I recently bought a house.
Apparently, that’s one of the top 10 most stressful events in life. Why? Because of all the decisions.
And those decisions don’t have straightforward ‘yes’ or ‘no’ answers. There are so many variables. The thing is, you need a lot of data to make the best house investment. And that data needs context, because a change in one factor can alter all the other options.
The estate agent’s beautiful photos of a house give no context. You need to see the street to know if you’d like to live there. Even the Google street view can look deceptively nice when the sun’s out. And the estate agent would probably never tell you that the pretty park behind the house fills with loud teenagers after school hours, but an after-school-hours viewing can show you that. Or you might not know that there is a new development at the bottom of your road so lorries will be rumbling past all day, unless you drive around the area and spot the construction site.
Context is crucial. And it’s no different for business data.
Without context attached to your data visualizations, you simply can’t make the best business decisions.
It’s the one ingredient too many analysts forget.
Why Your Data Visualizations Are Not Helping Anyone
It’s amazing how often you can see misleading data visualizations, not the sort that’s deliberately trying to skew your perspective, but the sort that compares absolute numbers, omitting the context. In those cases, adding extra relevant data or annotations would tell a very different story.
Take this example. This map of crime at New York subway stations is carefully annotated with the number of felonies, the time period covered, how they measured details and more.

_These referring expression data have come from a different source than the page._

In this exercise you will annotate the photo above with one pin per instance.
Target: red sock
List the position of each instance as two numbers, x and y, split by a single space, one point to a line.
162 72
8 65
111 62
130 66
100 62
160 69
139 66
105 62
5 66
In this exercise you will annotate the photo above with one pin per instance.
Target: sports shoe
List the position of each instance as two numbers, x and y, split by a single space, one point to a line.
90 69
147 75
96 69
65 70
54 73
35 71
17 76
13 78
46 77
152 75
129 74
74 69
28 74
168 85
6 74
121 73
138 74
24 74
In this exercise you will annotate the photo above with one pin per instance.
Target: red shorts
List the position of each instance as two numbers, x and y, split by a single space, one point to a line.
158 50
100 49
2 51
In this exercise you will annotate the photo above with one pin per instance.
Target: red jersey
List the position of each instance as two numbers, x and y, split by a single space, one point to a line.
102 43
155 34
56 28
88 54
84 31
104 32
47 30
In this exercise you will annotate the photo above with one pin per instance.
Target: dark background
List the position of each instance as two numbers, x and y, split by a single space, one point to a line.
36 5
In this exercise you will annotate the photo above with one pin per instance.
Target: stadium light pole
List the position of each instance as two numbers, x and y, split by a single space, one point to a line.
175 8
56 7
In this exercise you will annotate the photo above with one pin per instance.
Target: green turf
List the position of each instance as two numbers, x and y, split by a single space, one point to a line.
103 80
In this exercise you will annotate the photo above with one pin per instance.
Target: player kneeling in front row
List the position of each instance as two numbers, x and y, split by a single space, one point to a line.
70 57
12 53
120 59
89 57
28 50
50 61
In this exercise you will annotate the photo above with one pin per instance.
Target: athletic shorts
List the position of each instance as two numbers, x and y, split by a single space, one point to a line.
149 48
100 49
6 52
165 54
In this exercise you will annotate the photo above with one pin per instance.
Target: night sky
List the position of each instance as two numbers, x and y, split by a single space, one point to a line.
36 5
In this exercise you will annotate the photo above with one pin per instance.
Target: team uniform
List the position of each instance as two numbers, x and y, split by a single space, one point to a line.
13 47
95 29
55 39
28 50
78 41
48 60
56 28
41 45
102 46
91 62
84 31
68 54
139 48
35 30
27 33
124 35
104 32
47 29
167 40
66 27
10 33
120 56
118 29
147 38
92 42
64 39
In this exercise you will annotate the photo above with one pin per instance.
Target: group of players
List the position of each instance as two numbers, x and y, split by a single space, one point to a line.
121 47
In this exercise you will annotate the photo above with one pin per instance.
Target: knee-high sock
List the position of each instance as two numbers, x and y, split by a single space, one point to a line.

By the look of it, I would consider avoiding Times Square, 14th St-Union Square and 125th Street – the ones with the largest red circles showing the highest number of crimes.
Now, take a look at the next map below. It uses exactly the same data set as the map above. But this time, the filter (at the top of the image) has been switched to show the number of crimes per 100,000 trips through the station. Would seeing this second map change your mind about which stations should be avoided? It changes my mind. The ones I thought were particularly dangerous, are now seen to be some of the safest. Though I’d still keep an eye out at 125th Street and put East 143rd Street-St Mary’s Street on my watch list.
The context that was missing in map one was the station’s usage – how many trips were made through each station. More people means more opportunity for crime. So of course, the busiest stations have the largest total number of crimes. But when those crimes are measured per 100,000 people, the story changes.
Similarly, if I told you that there were 14,267 McDonalds restaurants in the US versus 7,920 in Europe, you’d imagine that the US was the larger portion of McDonalds’ revenue, right? But no. Investopedia states that only 31.5% of McDonald’s revenue comes from the United States, which is less than from Europe overall. To know that, you need the context of revenue figures, not just absolute numbers of stores.
So how do we put context at the forefront in our data?
Build a Bigger Picture
When it comes to business decisions, the best decision can only be the outcome of having the most accurate data and that data needs to be framed in the bigger picture. It needs context.
Context comes in the form of text. From the very basics of labeling your axes and providing color keys, to using data point labels and annotations on the visualization or adding explanatory paragraphs in an article, context is crucial. Without these, at worst the data visualization can be meaningless and useless, or at best it can be difficult to glean worthwhile insights.
Context enables you to provide a valid interpretation of the data, flesh out the bigger picture, add emphasis, guide the reader to the correct inferences and enable comparisons. They can also preempt the reader’s curiosity about an outlier or trend.
You Have Two Options…
Nicholas Diakopoulos, writing for The Tow Centre for Digital Journalism, defines two types of context: observational and additive.
Below is an example from the New York Times to demonstrate how observational context does not add additional information to the data already there – you can work out the figures for yourself – but it clarifies and reinforces the point that the data provider wants you to focus on. Here, the text on the right highlights the specific number, projected for 2050, of citizens over 65 years old. It also shows that number as a proportion of the projected US population to clarify the context. That’s not new information when you can see the graph, but is helpful and precise context.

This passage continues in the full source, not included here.